Because the way it is now, civics is very controversial in high schools … not in universities, in high schools. How many times you cover the name of George Washington, Adams and the Founding Fathers. How many times you cover … how many female names you cover? How many minorities you cover? All of this … it’s become a kind of negotiated text, rather than challenge of major issues.

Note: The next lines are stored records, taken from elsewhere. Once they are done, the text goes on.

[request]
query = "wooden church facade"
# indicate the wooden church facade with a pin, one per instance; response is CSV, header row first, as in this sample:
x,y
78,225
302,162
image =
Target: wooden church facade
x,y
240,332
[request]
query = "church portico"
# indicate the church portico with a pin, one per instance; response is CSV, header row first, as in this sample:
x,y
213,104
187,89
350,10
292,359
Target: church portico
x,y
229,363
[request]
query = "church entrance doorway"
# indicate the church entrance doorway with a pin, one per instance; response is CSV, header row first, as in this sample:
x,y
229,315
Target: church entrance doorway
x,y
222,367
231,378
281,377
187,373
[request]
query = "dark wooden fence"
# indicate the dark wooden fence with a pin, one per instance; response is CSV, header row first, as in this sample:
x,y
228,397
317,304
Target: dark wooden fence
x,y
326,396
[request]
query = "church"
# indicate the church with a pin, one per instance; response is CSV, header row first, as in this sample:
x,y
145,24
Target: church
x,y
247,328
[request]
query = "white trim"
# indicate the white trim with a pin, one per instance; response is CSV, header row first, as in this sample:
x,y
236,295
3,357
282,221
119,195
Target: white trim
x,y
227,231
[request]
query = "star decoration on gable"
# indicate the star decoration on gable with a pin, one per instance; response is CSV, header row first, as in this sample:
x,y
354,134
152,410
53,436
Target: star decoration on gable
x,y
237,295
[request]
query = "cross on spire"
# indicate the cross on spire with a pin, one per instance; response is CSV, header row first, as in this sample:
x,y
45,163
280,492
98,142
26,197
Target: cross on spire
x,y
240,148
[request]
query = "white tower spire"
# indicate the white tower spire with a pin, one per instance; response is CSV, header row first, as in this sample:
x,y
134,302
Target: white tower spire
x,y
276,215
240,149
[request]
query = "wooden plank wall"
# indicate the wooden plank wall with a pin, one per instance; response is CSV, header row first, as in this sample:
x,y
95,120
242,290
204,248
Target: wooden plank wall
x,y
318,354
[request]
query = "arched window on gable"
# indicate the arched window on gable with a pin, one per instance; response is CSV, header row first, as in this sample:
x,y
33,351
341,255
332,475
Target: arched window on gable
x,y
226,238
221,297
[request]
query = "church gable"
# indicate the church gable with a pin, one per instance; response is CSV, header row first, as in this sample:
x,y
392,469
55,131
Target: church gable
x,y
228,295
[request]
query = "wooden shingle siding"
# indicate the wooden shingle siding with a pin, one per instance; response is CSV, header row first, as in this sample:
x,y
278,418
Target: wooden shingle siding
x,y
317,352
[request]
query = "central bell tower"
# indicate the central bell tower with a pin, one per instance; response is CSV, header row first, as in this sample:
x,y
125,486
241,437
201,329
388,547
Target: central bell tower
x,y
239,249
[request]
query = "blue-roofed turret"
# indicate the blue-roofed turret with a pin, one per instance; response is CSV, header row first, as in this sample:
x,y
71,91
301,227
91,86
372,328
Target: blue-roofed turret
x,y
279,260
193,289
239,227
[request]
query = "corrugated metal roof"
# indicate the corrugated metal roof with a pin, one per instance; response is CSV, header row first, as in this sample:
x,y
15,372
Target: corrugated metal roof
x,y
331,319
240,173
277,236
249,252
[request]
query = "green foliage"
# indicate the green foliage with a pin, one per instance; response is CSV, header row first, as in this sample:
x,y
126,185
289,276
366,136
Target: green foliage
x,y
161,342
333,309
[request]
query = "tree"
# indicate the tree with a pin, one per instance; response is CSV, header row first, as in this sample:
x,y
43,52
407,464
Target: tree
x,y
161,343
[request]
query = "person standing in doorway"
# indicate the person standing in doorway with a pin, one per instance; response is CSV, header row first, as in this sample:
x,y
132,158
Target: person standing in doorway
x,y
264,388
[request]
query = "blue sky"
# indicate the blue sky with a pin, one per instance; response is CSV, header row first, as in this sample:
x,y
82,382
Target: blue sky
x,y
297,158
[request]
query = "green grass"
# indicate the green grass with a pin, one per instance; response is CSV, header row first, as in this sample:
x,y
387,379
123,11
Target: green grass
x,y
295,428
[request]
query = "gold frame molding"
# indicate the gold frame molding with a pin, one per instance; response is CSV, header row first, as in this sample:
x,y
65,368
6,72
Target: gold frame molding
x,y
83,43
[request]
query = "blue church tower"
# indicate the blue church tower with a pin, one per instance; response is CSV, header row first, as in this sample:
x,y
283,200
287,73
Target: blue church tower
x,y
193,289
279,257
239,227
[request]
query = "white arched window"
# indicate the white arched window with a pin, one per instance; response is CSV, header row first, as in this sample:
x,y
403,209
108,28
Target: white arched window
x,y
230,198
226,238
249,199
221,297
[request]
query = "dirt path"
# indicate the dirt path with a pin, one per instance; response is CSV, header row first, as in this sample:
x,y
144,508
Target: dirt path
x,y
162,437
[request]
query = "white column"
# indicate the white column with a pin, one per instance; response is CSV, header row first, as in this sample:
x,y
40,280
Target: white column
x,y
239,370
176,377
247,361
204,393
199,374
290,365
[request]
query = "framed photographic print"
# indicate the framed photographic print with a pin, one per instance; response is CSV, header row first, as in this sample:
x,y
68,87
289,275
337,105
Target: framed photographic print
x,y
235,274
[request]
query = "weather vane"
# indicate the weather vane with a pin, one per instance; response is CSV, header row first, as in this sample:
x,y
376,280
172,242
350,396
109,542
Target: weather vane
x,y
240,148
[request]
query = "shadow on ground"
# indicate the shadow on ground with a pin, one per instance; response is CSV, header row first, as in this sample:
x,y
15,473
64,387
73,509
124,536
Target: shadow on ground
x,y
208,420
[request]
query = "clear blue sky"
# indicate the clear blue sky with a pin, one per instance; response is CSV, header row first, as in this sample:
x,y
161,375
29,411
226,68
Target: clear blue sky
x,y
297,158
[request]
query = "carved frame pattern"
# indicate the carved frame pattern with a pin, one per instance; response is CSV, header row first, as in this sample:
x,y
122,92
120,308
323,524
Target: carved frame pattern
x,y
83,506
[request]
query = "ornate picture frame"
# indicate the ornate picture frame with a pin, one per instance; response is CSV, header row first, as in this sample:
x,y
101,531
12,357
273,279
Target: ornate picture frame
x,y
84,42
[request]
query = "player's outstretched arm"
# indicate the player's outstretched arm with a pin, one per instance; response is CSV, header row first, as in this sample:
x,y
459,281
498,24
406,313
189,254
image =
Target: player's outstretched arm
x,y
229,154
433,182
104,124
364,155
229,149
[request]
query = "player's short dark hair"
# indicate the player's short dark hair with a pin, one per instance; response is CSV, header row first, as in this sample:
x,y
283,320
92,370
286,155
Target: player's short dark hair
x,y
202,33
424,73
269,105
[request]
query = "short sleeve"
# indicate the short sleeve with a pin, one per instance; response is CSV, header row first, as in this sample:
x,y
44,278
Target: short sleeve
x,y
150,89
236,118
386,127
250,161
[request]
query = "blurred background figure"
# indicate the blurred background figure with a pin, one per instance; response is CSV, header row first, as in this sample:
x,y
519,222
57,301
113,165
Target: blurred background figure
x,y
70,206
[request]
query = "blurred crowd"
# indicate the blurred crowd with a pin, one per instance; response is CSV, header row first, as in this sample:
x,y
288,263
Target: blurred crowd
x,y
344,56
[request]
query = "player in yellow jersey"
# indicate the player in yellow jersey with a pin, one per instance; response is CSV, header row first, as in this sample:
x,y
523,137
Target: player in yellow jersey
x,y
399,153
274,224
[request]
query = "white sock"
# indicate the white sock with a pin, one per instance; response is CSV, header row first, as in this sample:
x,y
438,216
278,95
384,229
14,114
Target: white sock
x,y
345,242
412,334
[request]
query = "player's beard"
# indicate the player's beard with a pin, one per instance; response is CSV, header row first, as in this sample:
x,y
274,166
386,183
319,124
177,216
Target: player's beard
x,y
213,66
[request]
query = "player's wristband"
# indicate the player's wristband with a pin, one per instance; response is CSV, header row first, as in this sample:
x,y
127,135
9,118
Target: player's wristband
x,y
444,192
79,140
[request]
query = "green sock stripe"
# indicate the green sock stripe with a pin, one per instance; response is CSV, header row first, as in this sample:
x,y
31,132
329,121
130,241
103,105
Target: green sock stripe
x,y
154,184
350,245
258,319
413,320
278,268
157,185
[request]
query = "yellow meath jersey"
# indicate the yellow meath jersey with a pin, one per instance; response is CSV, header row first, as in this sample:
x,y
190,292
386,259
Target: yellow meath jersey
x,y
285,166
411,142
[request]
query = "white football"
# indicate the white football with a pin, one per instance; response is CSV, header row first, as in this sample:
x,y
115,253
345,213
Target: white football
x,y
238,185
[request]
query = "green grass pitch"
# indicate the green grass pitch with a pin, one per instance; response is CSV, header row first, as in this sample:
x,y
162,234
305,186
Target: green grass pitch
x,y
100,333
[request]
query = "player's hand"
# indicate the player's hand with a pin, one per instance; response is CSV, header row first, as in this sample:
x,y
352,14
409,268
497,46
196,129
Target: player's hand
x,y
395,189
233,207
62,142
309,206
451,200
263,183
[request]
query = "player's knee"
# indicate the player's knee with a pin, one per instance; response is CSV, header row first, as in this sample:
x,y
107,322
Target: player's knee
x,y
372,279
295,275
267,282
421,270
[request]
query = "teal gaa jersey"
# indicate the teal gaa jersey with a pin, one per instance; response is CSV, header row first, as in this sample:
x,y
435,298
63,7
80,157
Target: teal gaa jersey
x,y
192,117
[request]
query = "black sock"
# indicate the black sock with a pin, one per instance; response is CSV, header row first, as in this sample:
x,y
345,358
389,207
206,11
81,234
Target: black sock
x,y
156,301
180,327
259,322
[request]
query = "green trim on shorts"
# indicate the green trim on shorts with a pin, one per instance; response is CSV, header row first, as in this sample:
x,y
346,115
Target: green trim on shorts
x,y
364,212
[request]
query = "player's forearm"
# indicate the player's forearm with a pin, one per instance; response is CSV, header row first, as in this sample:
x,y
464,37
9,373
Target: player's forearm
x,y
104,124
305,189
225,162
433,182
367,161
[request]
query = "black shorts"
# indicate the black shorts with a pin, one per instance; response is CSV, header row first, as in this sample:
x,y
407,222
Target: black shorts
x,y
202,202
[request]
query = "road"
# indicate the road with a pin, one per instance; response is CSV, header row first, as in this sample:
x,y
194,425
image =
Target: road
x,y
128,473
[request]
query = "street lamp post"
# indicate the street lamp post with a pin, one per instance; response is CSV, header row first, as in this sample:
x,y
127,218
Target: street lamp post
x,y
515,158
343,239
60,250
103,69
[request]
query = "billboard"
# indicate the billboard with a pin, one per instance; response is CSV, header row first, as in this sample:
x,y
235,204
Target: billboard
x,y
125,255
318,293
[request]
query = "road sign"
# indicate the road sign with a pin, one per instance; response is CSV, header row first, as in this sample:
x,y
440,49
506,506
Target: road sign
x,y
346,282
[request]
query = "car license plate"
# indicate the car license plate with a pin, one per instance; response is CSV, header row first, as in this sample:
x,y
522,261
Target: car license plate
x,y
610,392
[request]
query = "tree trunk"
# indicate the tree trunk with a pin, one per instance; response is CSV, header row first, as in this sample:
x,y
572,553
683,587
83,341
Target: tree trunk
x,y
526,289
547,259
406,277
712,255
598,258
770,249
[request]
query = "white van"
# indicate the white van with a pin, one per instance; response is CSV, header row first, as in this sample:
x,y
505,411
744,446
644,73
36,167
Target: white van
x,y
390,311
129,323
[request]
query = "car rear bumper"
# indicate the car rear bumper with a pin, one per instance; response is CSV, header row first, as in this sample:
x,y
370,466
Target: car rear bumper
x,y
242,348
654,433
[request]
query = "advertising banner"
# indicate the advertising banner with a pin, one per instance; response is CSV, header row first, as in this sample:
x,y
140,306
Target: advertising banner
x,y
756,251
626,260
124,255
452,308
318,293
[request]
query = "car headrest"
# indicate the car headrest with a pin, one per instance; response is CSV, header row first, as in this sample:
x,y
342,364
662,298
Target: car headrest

Why not use Ceasar Chavez case, for example? As a … what happened to immigration to America? Why not cover the Japanese, let’s say, internment … as an issue … Constitutional issue? As we require that kind of unbiased people, let Supreme Court … Justice of Supreme Court to write … which they lecture all the time … they write all the time. To have them issue a civic textbook or book of civics, which now they’re doing, by the way, thanks to Annenberg Sunnyland Project. If that comes up and then invests all its proceeds in the defense of Constitutional, instruction of Constitutional … last point I will mention.

Why not give every student who graduates high school or college a copy of the text of the Bill of Rights and the US Constitution with their name, as an heirloom.

HEFFNER: Great idea. Now, when you come back, we’re going to talk about how little we know about civics and how infrequently we teach it. Thank you Vartan Gregorian …

GREGORIAN: Thank you. Thank you for having me.

HEFFNER: … for joining me again.

GREGORIAN: Thank you.

HEFFNER: And thanks, too, to you in the audience. I hope you join us again next time. Meanwhile, as an old friend used to say, “Good night and good luck.”

N.B. Every effort has been made to ensure the accuracy of this transcript. It may not, however, be a verbatim copy of the program.